Louisiana’s coastal wetland habitats are imperiled by several natural and anthropogenic phenomena, including the extreme effects of climate change. They’re home to 40 percent of the nation’s wetlands and account for 80 percent of the annual wetland loss, prompting scientists to project they’ll completely disappear in the next 200 years.
“It’s a really big deal right now because Louisiana is losing so much land,” according to Mark Barker, communications fellow for NASA’s DEVELOP Program, part of the agency’s Applied Sciences Program. The program takes a multidisciplinary research approach to bridge the gap between science and society.
While the coastline has lost 4,900 square kilometers (about 1,892 square miles) since the 1930s, the Wax Lake Delta has bucked the trend, growing at a rate of about 5 square kilometers (about 3 square miles) per year since the early 1970s. Part of the reason for the overall land loss, according to Barker, is the lack of a cohesive levee system. To help inform their urgent land restoration efforts, researchers at the Louisiana Universities Marine Consortium reached out to NASA.
Based at the Jet Propulsion Laboratory in Pasadena, Calif., Barker’s Louisiana Ecological Forecasting team mapped the Wax Lake Delta’s bathymetry, or water flooring. As one of the few deltas in the world growing through natural sedimentation processes, the delta serves as the standard for transforming the coast’s splintered levee system into a dependable, unshakable barricade.
A buffer zone
Marshlands are not only home to a delicate ecosystem, but also serve as a natural barrier between land and sea. During storms and hurricanes, the wetlands slow the influx of water into more heavily populated areas. As these wetlands become overly saturated by rising sea levels and the vegetation within them dies, the protection provided by these areas is reduced, jeopardizing the local communities and economy.
Using data from multiple NASA airborne instruments, the team modeled water flow and sediment transport in the delta region under various conditions.
“The point is to give an idea of what land building could look like, to build land strategically and know what can be done on the immediate decadal timescale,” Barker says.
They first collected data from atop the Atchafalaya River to some distance south of the delta to create a vegetation elevation layer with three land cover types and their corresponding elevation values.
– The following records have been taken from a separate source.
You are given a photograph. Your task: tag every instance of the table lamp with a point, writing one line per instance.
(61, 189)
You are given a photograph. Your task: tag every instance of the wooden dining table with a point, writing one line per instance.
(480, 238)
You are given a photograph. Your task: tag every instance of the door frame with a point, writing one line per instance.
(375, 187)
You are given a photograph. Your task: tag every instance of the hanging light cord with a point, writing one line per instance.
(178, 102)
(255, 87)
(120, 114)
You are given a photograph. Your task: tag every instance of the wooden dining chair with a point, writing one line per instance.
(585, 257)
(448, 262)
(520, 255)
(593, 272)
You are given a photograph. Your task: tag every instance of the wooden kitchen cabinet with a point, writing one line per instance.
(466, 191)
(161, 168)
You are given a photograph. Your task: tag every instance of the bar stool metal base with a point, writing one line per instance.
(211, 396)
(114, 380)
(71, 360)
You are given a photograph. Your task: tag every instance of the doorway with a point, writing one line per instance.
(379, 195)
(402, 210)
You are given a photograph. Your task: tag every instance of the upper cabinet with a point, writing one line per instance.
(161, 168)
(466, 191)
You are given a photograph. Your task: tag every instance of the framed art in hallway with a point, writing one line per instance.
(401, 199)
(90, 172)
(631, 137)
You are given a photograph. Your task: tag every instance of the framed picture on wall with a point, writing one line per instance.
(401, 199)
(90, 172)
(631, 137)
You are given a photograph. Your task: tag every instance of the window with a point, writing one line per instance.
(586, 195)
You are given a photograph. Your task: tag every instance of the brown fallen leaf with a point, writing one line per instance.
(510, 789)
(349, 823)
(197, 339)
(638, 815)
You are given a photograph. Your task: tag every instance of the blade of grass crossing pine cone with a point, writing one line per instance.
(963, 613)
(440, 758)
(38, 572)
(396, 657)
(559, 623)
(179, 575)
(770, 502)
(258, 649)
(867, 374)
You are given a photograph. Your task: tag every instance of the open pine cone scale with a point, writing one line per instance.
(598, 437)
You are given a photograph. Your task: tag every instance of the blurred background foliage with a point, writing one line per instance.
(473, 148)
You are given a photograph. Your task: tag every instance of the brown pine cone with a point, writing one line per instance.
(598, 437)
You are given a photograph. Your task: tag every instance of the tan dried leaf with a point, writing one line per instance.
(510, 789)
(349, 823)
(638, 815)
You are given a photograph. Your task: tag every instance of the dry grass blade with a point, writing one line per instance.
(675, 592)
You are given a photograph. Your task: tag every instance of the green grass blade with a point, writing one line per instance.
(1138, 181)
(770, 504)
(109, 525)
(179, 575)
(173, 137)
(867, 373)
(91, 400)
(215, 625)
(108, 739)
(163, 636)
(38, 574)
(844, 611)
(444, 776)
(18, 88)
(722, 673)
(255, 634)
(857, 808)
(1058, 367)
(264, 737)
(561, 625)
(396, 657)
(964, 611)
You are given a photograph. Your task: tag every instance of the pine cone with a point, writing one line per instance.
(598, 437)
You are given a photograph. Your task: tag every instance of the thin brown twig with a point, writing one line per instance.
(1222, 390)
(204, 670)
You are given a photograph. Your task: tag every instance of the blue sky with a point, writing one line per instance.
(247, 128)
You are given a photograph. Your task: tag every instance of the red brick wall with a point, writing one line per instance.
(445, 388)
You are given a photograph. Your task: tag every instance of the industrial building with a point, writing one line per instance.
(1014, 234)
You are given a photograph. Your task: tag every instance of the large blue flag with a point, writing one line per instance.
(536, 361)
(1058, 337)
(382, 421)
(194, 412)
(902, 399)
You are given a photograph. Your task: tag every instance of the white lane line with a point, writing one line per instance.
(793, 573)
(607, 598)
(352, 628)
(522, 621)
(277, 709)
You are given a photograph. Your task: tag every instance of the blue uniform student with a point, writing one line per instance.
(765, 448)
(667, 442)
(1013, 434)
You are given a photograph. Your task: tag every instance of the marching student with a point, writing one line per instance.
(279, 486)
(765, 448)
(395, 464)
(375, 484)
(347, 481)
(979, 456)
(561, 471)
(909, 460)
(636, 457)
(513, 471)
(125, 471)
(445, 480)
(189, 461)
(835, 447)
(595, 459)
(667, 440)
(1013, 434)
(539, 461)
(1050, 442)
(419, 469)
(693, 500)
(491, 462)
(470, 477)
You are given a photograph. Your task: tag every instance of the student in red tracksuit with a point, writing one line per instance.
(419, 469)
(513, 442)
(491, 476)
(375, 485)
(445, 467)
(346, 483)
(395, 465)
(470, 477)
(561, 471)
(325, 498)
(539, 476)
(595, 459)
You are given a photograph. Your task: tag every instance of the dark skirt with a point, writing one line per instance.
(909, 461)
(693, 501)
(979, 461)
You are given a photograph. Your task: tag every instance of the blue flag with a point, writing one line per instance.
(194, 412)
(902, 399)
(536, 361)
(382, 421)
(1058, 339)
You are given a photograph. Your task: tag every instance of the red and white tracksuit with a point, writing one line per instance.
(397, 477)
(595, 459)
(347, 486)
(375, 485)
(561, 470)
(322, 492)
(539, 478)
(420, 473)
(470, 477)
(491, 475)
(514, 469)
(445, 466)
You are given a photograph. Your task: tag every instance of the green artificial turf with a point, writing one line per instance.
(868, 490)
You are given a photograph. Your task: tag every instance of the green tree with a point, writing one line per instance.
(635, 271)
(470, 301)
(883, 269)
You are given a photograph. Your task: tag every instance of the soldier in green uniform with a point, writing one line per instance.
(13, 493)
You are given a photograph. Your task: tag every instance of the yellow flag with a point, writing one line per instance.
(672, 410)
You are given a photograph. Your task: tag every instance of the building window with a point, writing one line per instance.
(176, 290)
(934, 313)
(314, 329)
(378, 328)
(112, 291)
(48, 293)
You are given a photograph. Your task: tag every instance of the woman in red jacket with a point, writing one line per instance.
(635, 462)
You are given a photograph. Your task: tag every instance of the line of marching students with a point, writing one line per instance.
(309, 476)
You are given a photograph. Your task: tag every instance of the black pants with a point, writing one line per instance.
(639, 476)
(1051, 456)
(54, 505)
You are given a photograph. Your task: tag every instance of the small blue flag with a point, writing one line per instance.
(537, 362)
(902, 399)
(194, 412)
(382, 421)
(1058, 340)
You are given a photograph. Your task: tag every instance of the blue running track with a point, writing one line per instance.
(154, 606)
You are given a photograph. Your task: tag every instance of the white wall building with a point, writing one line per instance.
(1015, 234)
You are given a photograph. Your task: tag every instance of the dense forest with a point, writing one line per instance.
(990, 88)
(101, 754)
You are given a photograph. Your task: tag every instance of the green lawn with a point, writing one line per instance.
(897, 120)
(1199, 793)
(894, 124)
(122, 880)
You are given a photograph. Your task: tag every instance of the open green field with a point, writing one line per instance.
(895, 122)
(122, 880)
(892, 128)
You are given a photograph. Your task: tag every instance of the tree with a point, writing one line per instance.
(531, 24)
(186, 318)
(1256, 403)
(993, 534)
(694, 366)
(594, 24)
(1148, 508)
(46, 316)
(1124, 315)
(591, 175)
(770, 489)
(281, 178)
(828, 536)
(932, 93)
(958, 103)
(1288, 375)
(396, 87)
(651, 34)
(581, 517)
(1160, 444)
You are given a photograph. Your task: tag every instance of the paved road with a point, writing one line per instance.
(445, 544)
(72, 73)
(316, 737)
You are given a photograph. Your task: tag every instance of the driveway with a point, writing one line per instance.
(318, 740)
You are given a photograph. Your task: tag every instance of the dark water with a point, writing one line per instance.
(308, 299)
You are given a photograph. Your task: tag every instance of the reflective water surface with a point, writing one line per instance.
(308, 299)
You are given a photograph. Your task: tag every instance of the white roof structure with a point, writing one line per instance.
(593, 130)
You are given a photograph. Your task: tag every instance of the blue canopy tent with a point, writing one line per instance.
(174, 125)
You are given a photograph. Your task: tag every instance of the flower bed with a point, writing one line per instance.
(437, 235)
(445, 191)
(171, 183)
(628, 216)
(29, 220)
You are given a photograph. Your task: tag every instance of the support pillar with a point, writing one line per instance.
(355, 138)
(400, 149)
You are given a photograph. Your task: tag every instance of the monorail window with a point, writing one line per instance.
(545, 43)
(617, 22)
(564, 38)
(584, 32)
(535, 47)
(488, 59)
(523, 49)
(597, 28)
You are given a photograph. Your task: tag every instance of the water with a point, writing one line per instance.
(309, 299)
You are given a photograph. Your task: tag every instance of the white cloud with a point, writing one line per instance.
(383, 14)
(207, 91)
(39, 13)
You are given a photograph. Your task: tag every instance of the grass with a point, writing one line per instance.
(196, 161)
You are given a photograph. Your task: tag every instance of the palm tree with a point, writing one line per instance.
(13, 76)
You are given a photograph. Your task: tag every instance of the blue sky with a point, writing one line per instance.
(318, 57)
They then merged this information with multiple bathymetry and elevation datasets. Throwing a water surface height layer on top, they were able to create an accurate representation of the delta. The product will accompany the 2017 Louisiana Coastal Master Plan, designed by Alex Kolker.
“The Wax Lake Delta is one of the few good examples of an unregulated free flowing deltaic system that is actively growing land,” according to Kolker at the Consortium. “So it is a great system in which you can test hypothesis about building land and calibrating models that one might use to understand how to build land in coastal Louisiana.”
A bleak or promising future?
“If land loss continues unchecked, South Louisiana’s future is bleak. There’s no doubt about it,” Kolker says. He describes the work by DEVELOP’s Louisiana Ecological Forecasting team as an important step in preventing complete devastation to the ecosystem, which hosts a unique variety of plants and animals.
“If land loss continues unchecked, South Louisiana’s future is bleak. There’s no doubt about it.”
Climate change has already had observable effects on the environment and will continue through this century and beyond. It is, in fact, forming a new reality. As global sea level continues to rise due to human activities, soaking and shredding an ill-prepared coast, the Southeast in particular will have to deal with the widespread and continuing threat to the region’s livelihood. As DEVELOP provides the science to help better understand the problem, Louisiana’s future can start looking up.